Baby Gangs of New York

Us vs Them starts early—as early as 2.

In an experiment, toddlers watched others play with toys. Some of those “others” were from an ingroup; some were from an outgroup. The two groups had preferred toys, but the individuals had their own preferences as well.

Whenever an “outgroup member was present, toddlers expected the target individual to select the ingroup-associated toy and no other toy”. But when no outgroup was present, toddlers expected individuals to choose their favorite toy.

This doesn’t mean toddlers prefer ingroups, but they do expect aligned choices. While I suspect significant heterogeneity in these expectations, they lay a foundation for othering.

Ozymandias Was Right!

How can we bridge societal divides? A new fMRI study suggests that noted supervillain Ozymandias was right: redefine Us vs Them.

Singapore is a fascinating society made of ethnically Chinese, Indian, and Malay citizens, and surrounded by vastly larger countries. So the study tested what happens when Singaporeans are primed with their “subordinate (ethnic) versus superordinate (national) identities”.

The ventromedial prefrontal cortex (vmPFC)—a brain region heavily implicated in self-referential and in-group processing—typically increases its activity when our own ethnic group is primed. When participants were primed with their national identity, however, vmPFC activity also increased when viewing faces of ethnic out-groups.

Multivariate pattern analyses revealed that priming national identity “reduces the neural representational distance between ingroup and outgroup faces”. The ethnic distinctions still registered, but the shifted  neural map changed social perception.

A shared identity literally makes the brain treat others more like "self" in a dynamic remapping. Us vs Them changes with context.

I’m not saying that I’m surprised by these findings, but watching brains dynamically remap ingroup-outgroup borders is both very cool and an important insight into the neuroscience of trust. We change with context because our brains change with context. 

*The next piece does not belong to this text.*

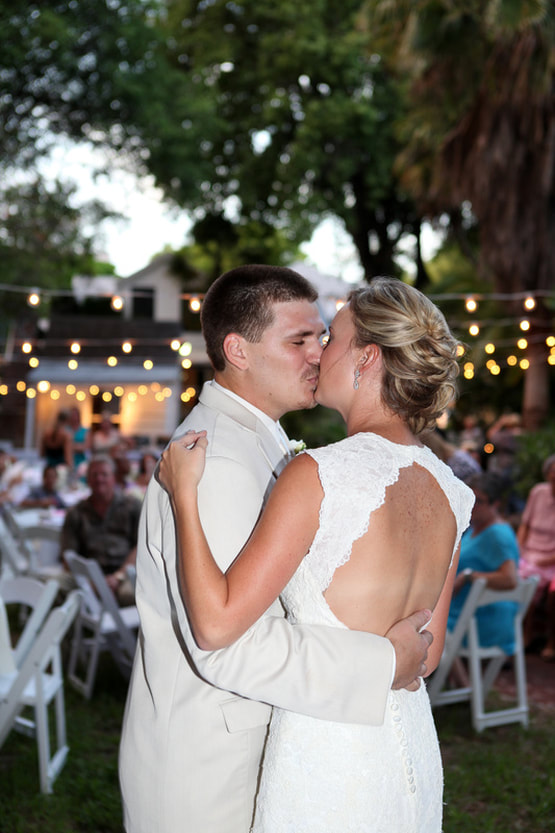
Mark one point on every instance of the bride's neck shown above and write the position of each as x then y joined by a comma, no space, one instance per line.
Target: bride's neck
381,421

Bias doesn’t make you bad; it just makes you human. The badness creeps in when you lack humility to admit that you don’t always treat even the same person the same.

Trust is Effortful

I’ve shared research showing that 2-year-olds have expectations about ingroups and outgroups; does that mean we are born with an "us vs. them" bias, or does our environment build it?

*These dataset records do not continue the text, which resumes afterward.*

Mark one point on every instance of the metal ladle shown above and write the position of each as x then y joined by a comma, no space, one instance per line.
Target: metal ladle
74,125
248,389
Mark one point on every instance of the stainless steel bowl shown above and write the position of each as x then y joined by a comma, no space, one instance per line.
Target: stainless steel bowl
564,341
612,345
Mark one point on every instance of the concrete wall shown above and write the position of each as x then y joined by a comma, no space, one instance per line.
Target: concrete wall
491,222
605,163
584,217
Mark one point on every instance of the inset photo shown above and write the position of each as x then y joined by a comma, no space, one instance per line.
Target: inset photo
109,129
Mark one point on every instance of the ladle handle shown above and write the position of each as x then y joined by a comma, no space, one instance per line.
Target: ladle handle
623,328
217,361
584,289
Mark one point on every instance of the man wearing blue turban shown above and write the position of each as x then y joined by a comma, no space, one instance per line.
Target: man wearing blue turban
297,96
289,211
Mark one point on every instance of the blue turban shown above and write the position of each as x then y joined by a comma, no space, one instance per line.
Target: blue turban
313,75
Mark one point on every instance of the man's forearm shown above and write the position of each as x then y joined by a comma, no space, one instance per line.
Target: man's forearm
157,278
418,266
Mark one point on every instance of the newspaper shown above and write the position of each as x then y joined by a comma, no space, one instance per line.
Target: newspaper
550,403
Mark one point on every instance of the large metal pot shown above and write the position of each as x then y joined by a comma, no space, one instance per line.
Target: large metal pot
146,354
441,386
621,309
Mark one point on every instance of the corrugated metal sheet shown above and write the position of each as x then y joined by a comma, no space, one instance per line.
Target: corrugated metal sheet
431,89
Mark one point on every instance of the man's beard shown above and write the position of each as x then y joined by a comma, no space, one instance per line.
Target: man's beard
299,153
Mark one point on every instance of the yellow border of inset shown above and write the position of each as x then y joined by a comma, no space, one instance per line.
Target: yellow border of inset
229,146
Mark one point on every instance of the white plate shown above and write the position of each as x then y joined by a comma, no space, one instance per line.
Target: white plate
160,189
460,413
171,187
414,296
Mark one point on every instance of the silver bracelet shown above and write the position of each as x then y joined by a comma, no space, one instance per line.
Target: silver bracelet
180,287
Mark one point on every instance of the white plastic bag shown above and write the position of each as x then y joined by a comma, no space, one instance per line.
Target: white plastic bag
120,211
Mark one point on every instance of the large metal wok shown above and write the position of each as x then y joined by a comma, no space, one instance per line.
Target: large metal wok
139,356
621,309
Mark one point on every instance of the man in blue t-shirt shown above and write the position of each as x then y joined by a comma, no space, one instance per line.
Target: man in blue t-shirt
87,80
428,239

Research in the complex ethnic landscape of Jerusalem tested how varying degrees of everyday contact between Arab and Jewish communities influenced young children's distributive decisions (reciprocating fairness in a costly, one-shot interaction with unfamiliar peers).

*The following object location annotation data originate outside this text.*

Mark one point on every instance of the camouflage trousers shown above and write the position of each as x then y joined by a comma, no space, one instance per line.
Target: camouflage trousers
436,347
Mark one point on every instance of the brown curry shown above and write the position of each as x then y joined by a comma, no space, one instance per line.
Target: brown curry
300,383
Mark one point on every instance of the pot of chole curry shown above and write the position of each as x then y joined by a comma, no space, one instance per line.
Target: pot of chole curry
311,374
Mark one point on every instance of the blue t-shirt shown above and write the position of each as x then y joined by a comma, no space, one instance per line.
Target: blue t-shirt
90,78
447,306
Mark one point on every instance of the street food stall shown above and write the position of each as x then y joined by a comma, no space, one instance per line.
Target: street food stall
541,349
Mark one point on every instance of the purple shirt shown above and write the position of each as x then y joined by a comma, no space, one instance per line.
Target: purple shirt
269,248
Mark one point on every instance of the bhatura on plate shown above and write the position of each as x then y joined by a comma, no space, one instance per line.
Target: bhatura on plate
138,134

Across three distinct settings, the children's behavior mirrored their cultural experiences:

Low Contact = Low Reciprocity: Children from distant, highly homogeneous neighborhoods reciprocated fairness at or below chance levels, regardless of whether the other child was in their group or not.

Medium Contact = In-Group Bias: Children from adjacent but segregated neighborhoods (where the "other" is visible, but not integrated) showed a clear group bias. They played fair with in-group peers, but not with the out-group.

High Contact = Universal Fairness: For children attending a bilingual, fully integrated school with daily, structured intergroup contact, fairness was reciprocated equally across ethnic lines.

Social practices like fairness and cooperation are highly adaptive responses tuned by our environments. Simply existing near diverse populations (medium contact) isn't enough to foster cooperation, and can actually crystallize in-group bias. True, structured, and active integration is what breaks down divides.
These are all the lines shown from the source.